斉藤美奈子『月夜にランタン』(2010年11月20日発行・筑摩書房 1600)は書評集。初出はリトルマガジン「ウフ」(2006年7月号〜2009年5月号)、休刊後は「ちくま」」(2010年3月号〜2010年7月号)」などに連載された「世の中ラボ」。月に3冊の本を選んで読むというコンセプトで継続されたという連載書評の集成だ。対象のジャンルは広範囲にわたっていて、政治家の著書、若者論、品格本、脳科学本、子育て雑誌、マンガ評論、ケータイ小説、萌え本、うまいもの店ガイド本、経済書、純文学などなど、毎回テーマをかえて3章全40回分が収録されている。まさにクロスオーバー批評というか、連載当時、さまざななジャンルで話題になったり小ブームを起こした本をことごとく取り上げている感じだ。本好きの一読者という自由なスタンスからの批評のセンスもこきみよい。世の中のことを知りたいと思ったとき、著者は本屋に行ってなるべく書籍から情報を求める、と書いている。「なにかと規制が多いテレビや新聞に比べ、書籍にはまだ、はるかに自由な言論の場が確保されているからです。大手メディアが報じない事実が、少部数の書籍の世界では当たり前に論じられている場合も少なくありません。」(「あとがきにかえて」より)。

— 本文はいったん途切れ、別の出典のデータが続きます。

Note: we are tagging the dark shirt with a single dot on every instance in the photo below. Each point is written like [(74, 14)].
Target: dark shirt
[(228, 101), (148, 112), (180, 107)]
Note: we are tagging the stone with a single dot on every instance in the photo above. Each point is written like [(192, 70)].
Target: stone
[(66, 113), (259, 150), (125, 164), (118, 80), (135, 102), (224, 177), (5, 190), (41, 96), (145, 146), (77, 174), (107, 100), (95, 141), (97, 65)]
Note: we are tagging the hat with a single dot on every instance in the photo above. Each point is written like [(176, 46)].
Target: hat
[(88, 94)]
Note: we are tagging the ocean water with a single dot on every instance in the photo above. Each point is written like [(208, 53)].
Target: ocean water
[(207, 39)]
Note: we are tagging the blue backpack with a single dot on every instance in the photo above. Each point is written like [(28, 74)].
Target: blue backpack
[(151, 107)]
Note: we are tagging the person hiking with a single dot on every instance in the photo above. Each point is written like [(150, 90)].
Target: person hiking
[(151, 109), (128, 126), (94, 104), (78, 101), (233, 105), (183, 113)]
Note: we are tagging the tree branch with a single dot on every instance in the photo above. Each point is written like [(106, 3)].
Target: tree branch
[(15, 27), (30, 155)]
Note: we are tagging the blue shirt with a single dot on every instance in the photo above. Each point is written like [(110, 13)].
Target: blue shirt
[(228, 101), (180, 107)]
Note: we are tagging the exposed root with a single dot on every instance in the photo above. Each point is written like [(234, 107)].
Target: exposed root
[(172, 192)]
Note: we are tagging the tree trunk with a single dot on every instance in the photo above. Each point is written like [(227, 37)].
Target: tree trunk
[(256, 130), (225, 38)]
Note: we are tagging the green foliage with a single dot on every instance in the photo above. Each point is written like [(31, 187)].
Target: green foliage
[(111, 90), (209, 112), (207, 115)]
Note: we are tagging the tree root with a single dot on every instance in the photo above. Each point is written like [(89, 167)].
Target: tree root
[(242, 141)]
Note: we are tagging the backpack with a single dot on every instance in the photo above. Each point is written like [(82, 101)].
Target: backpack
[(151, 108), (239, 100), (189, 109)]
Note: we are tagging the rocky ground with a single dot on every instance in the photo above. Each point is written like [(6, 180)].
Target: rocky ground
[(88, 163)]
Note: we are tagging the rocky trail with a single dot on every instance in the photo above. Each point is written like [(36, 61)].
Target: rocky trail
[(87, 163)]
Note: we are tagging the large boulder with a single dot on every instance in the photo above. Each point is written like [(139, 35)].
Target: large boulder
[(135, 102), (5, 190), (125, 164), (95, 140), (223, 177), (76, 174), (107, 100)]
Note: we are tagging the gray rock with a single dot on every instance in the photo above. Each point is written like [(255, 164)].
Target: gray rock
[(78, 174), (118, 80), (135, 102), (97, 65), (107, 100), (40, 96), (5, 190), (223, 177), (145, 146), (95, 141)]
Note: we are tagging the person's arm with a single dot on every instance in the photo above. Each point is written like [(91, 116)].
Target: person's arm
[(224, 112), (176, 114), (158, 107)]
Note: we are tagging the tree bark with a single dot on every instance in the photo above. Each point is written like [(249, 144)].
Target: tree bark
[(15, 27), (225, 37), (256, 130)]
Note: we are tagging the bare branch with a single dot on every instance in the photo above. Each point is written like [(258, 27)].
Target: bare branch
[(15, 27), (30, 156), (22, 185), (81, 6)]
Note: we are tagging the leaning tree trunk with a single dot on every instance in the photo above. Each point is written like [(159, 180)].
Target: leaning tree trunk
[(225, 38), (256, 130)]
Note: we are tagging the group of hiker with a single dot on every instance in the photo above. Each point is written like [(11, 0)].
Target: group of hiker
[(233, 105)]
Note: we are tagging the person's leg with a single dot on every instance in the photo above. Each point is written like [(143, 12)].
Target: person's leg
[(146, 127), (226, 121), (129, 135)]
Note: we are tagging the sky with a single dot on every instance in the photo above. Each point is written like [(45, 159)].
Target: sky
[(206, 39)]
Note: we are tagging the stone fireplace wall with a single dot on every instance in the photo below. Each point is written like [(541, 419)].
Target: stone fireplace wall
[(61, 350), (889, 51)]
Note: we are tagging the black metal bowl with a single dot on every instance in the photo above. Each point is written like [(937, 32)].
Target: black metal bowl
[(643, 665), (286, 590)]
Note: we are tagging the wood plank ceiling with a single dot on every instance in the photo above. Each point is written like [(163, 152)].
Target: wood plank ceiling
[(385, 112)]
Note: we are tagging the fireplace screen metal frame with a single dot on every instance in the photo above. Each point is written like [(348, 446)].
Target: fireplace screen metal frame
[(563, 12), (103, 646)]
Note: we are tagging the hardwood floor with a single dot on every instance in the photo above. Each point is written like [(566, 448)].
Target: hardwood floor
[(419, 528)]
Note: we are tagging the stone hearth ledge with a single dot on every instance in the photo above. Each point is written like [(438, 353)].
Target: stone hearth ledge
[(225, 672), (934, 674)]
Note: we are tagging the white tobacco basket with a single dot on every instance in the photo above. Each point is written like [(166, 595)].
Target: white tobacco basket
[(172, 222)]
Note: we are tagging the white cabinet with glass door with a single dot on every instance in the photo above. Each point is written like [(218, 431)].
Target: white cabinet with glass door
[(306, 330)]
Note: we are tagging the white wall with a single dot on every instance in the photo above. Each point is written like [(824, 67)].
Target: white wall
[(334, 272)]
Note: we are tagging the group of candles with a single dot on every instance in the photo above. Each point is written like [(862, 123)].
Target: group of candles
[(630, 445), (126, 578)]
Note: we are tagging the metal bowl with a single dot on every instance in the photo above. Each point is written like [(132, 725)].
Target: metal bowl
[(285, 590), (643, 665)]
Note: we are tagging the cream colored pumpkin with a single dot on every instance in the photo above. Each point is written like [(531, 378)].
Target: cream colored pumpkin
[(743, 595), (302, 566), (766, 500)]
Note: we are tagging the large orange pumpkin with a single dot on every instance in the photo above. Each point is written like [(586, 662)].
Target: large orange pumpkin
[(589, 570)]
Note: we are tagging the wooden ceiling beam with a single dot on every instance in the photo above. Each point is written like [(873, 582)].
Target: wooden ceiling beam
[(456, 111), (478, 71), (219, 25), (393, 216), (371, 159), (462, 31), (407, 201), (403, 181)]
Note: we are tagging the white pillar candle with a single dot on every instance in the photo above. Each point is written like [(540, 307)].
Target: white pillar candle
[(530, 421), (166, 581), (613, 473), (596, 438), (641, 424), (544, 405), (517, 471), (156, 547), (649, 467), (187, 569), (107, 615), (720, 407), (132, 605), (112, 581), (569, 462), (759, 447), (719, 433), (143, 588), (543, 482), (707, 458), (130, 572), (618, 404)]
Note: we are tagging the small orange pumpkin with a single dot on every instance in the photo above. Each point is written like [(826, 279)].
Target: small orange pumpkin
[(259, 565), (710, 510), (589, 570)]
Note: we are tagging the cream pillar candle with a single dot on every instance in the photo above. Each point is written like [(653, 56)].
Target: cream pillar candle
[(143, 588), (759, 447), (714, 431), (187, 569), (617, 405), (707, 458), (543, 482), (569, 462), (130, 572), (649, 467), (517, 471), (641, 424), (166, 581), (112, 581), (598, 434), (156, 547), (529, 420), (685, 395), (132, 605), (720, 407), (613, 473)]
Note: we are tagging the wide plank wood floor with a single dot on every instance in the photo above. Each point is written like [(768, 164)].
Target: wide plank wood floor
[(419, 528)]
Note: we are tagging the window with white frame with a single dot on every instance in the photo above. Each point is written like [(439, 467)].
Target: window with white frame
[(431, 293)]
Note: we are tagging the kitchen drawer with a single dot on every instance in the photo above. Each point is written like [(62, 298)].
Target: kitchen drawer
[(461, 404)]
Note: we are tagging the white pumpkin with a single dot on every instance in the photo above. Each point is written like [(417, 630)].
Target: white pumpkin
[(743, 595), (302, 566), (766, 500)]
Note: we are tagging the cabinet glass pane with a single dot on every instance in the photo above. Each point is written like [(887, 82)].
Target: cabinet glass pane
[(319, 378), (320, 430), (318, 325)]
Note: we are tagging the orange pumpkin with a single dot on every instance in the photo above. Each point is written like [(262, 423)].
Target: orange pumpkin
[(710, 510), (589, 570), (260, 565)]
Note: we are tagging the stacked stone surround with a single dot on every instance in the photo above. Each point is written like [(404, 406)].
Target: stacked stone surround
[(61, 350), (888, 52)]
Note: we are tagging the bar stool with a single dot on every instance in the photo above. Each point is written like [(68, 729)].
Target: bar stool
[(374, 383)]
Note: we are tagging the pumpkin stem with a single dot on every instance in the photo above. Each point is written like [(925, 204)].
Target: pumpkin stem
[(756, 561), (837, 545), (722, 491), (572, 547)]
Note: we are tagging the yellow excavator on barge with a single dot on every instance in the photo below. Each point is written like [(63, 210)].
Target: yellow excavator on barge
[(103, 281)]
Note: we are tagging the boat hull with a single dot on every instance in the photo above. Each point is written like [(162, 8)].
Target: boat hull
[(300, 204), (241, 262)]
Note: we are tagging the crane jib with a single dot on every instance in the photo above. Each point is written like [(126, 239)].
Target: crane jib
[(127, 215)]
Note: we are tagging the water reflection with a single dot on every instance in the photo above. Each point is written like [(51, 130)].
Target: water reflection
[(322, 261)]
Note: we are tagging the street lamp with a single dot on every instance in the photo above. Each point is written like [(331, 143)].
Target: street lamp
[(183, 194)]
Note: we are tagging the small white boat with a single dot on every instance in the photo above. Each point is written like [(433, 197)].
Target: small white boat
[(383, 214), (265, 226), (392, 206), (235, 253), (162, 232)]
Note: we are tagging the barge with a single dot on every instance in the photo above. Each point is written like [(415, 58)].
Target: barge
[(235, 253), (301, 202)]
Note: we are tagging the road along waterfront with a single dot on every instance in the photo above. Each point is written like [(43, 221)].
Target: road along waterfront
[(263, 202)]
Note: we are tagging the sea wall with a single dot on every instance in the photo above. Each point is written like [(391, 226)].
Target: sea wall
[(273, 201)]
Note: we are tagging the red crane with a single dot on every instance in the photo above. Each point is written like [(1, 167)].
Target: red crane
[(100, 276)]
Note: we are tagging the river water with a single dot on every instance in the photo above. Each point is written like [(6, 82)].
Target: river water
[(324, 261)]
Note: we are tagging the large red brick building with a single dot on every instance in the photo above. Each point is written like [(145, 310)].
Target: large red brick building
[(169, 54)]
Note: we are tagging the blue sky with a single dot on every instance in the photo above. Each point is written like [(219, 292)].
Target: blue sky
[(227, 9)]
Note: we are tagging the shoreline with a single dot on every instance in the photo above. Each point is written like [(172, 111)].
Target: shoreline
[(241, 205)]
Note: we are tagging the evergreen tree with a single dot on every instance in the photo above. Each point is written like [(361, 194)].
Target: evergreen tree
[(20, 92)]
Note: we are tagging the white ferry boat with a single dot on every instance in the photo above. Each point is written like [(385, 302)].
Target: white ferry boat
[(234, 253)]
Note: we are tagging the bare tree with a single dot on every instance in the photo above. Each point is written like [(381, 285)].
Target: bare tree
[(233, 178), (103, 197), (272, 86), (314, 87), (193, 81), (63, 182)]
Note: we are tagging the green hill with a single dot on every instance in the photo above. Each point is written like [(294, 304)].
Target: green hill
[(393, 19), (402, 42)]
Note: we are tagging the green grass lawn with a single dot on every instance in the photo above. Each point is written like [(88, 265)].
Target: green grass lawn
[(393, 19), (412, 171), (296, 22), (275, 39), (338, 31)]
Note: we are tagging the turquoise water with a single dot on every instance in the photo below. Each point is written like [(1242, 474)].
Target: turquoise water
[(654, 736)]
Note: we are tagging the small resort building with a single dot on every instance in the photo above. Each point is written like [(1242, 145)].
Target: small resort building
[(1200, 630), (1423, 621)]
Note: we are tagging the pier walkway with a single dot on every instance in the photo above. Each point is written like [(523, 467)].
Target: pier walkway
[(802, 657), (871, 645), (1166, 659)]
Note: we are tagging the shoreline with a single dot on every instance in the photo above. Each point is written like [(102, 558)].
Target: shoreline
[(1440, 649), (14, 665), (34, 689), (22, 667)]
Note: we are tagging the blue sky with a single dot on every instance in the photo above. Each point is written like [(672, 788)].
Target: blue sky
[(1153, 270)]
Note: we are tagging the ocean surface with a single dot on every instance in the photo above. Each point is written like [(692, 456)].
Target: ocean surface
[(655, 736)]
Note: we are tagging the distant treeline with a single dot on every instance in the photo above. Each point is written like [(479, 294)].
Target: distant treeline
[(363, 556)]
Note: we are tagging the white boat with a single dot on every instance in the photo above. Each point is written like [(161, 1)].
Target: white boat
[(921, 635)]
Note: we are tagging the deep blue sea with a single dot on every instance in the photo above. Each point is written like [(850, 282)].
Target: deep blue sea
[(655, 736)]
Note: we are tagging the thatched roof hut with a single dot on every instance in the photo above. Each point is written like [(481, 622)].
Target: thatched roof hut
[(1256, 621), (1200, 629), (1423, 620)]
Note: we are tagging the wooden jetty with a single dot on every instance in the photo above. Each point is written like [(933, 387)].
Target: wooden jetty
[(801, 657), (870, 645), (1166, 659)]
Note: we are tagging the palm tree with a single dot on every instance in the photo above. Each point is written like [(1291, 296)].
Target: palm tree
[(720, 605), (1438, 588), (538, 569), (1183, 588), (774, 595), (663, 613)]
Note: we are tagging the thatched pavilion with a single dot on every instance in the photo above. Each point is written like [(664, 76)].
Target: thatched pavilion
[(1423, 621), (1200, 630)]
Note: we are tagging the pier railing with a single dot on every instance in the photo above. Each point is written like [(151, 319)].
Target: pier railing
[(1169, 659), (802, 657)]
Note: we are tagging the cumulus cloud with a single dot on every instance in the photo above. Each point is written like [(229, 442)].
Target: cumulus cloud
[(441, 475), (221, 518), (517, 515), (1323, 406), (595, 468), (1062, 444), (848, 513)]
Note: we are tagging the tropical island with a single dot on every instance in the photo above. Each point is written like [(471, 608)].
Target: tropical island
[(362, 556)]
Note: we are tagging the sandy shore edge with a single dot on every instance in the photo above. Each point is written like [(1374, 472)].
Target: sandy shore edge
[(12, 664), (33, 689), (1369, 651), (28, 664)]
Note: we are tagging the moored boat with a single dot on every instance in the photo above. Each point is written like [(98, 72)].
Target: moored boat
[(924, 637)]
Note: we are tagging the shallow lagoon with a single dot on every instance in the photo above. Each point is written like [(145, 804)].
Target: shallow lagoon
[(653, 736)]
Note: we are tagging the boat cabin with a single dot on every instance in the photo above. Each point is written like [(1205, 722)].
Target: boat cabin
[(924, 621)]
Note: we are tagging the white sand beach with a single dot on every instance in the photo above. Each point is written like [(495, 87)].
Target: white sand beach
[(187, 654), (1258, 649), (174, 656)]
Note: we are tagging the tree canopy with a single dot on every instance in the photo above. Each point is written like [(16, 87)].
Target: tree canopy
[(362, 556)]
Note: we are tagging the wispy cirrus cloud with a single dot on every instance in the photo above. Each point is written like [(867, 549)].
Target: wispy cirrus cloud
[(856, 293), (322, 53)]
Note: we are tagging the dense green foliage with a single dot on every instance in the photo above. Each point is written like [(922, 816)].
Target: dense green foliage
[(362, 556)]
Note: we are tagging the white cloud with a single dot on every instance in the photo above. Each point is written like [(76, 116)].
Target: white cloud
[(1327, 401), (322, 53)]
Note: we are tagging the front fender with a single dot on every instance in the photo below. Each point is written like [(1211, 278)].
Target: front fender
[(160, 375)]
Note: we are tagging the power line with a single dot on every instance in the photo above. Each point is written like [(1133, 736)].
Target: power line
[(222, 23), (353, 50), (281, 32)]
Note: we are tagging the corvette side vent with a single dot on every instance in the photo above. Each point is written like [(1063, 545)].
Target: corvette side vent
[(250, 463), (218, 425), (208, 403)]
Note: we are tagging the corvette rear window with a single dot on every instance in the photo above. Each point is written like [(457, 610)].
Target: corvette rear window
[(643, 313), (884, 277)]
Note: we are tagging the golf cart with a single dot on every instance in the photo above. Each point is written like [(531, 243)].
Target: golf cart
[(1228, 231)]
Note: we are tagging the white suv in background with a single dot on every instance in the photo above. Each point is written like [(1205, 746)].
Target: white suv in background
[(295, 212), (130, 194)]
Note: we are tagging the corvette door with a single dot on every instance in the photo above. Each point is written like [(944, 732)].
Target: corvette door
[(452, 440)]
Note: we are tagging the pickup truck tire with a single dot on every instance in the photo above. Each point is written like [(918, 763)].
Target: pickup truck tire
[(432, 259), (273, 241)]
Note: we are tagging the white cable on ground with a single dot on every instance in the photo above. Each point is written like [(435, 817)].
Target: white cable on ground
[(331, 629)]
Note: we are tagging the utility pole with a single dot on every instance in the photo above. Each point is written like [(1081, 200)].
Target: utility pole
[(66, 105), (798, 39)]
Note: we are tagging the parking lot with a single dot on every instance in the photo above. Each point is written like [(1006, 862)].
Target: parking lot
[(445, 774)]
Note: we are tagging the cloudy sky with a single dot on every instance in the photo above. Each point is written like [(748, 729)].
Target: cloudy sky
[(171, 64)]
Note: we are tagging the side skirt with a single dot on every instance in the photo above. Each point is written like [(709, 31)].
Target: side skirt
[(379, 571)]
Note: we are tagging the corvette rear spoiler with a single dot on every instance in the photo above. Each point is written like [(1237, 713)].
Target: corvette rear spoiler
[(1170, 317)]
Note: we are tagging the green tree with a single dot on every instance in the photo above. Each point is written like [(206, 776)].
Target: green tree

外山滋比古『失敗の効用』(2011年2月1日発行・みすず書房 2300)はエッセイ集。初出は雑誌「みすず」、日本経済新聞「あすへの話題」、「天理時報」への連載、山形新聞「直言」への寄稿で、初出の連載媒体を区分した4部構成になっている。エッセイというよりコラムといった感じの、みひらき二頁から3頁に収まるような短い文章が全部で62編収録されている。内容は主に日々の出来事に題材をとって、おりおりの感想や述懐をのべたいわゆる「随想」という言葉がしっくりくる文章が多い。読みやすさに配慮したゆきとどいた文章で、日常の見聞についてのさりげない感慨のなかに、表題のように、「失敗の効用」とか「挨拶の効用」、ユーモアの大切さといった、「生きるヒント」(帯のことば)が、さりげなくこめられていたりする。日本語について、教育問題について、など、英文学者らしい関心事もテーマにされていて、なかでは日本の人文系の学問は、日本語という障壁によって、外国の学者からの批評から守られている(外国人に知られたら著作権侵害や盗用などで問題になる業績がごろごろしている)、という指摘はなるほどなあと。著者は高齢で、健康についての話題や、早朝皇居一週の散歩をかかさないという日々の生活ぶりなども興味深く読んだ。